SparkSQL with databricks xml lib: 'Malformed row'/UnboundPrefix on a valid xml

800 Views Asked by At

Suppose I'm running Spark 1.6.0 on Oracle JDK 1.8 (build 1.8.0_65-b17) in an ipython notebook session started with the following line:

PYSPARK_DRIVER_PYTHON=ipython PYSPARK_DRIVER_PYTHON_OPTS=notebook pyspark --packages com.databricks:spark-xml_2.10:0.3.1z

So I have included databricks spark-xml package (https://github.com/databricks/spark-xml). Next I'm going to run the following code against pyspark:

dmoz = '/Users/user/dummy.xml'
v=sqlContext.read.format('com.databricks.spark.xml').options(rowTag='Topic', failFast=True).load(dmoz)
print v.schema

where dummy.xml contains this tiny fragment of a DMOZ dump (http://rdf.dmoz.org/):

<?xml version="1.0" encoding="UTF-8"?>
<RDF xmlns:r="http://www.w3.org/TR/RDF/" xmlns:d="http://purl.org/dc/elements/1.0/" xmlns="http://dmoz.org/rdf/">
  <!-- Generated at 2016-01-24 00:05:51 EST from DMOZ 2.0 -->
  <Topic r:id="">
    <catid>1</catid>
  </Topic>
</RDF>

Which validates against any validator i've been able to find. And the result is:

...

Py4JJavaError: An error occurred while calling o82.load.
: org.apache.spark.SparkException: Job aborted due to stage failure: Task 0 in stage 1.0 failed 1 times, most recent failure: Lost task 0.0 in stage 1.0 (TID 1, localhost): java.lang.RuntimeException: Malformed row (failing fast): <Topic r:id="">    <catid>1</catid>  </Topic>
    at com.databricks.spark.xml.util.InferSchema$$anonfun$3$$anonfun$apply$2.apply(InferSchema.scala:101)
    at com.databricks.spark.xml.util.InferSchema$$anonfun$3$$anonfun$apply$2.apply(InferSchema.scala:83)

...

It refers to this line of code: https://github.com/databricks/spark-xml/blob/master/src/main/scala/com/databricks/spark/xml/util/InferSchema.scala#L101. Which is clearly the case of XMLStreamException thrown by some of the javax.xml.stream classes above.

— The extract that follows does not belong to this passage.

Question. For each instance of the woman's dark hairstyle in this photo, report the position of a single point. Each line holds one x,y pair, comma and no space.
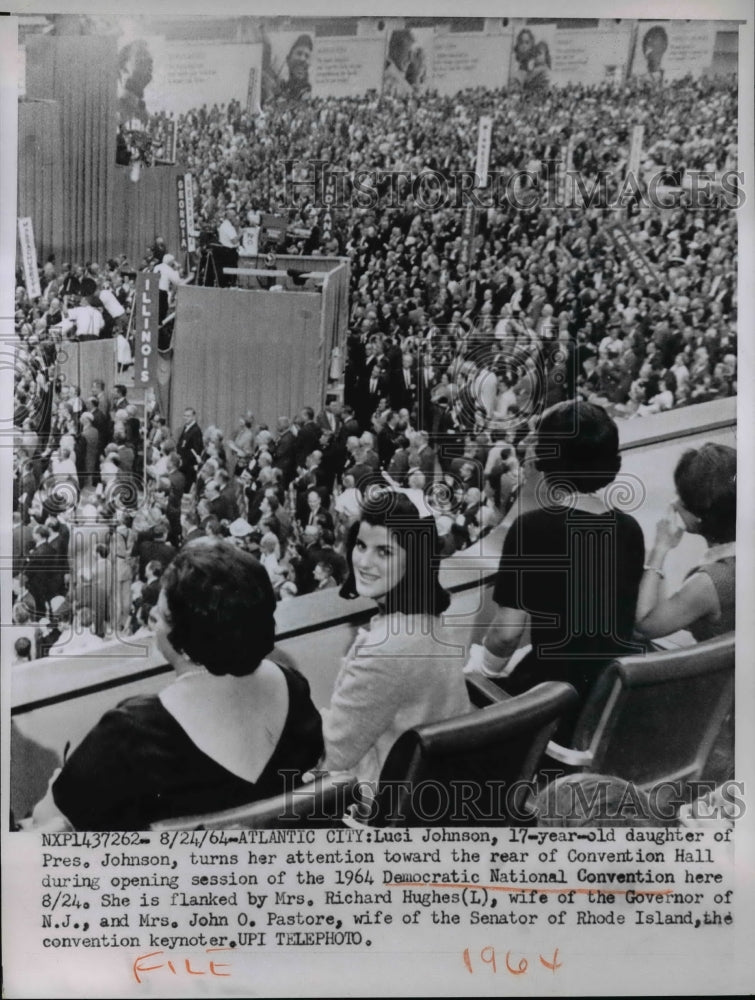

Unfortunately, details of the exception get omitted by the handler, so I can't tell what exactly is wrong with the row. However, removing namespace from attributes (i.e. r:id becomes just id) makes it go away. I'm feeling I've hit some common pitfall, just need to know which one.

UPD: I've compiled my own jar of the databricks lib with debug statements and turns out, it is about unbound prefix:

: org.apache.spark.SparkException: Job aborted due to stage failure: Task 0 in stage 1.0 failed 1 times, most recent failure: Lost task 0.0 in stage 1.0 (TID 1, localhost): javax.xml.stream.XMLStreamException: ParseError at [row,col]:[1,16]
Message: http://www.w3.org/TR/1999/REC-xml-names-19990114#AttributePrefixUnbound?Topic&r:id&r
    at com.sun.org.apache.xerces.internal.impl.XMLStreamReaderImpl.next(XMLStreamReaderImpl.java:596)

What is the reason and how do I fix this?

1

There are 1 best solutions below

0
On BEST ANSWER

As you described in https://github.com/databricks/spark-xml/issues/74, this is a bug and an issue.

I could reproduce this bug you meet by running below:

val testFile = "path-for-xml"
sqlContext.xmlFile(testFile, rowTag = "Topic").show()

The console output was

11:25:32.517 WARN com.databricks.spark.xml.util.InferSchema$: Dropping malformed row: <Topic r:id="">        <catid>1</catid>    </Topic>
root

I opened a PR for this, https://github.com/databricks/spark-xml/pull/75.

Currently, I submitted a PR just for this library to ignore namespaces but there might have to be some options to deal with this.

So, anyway it would be possible to read the XML file at the next release but I think we should think of a better solution to handle namespaces.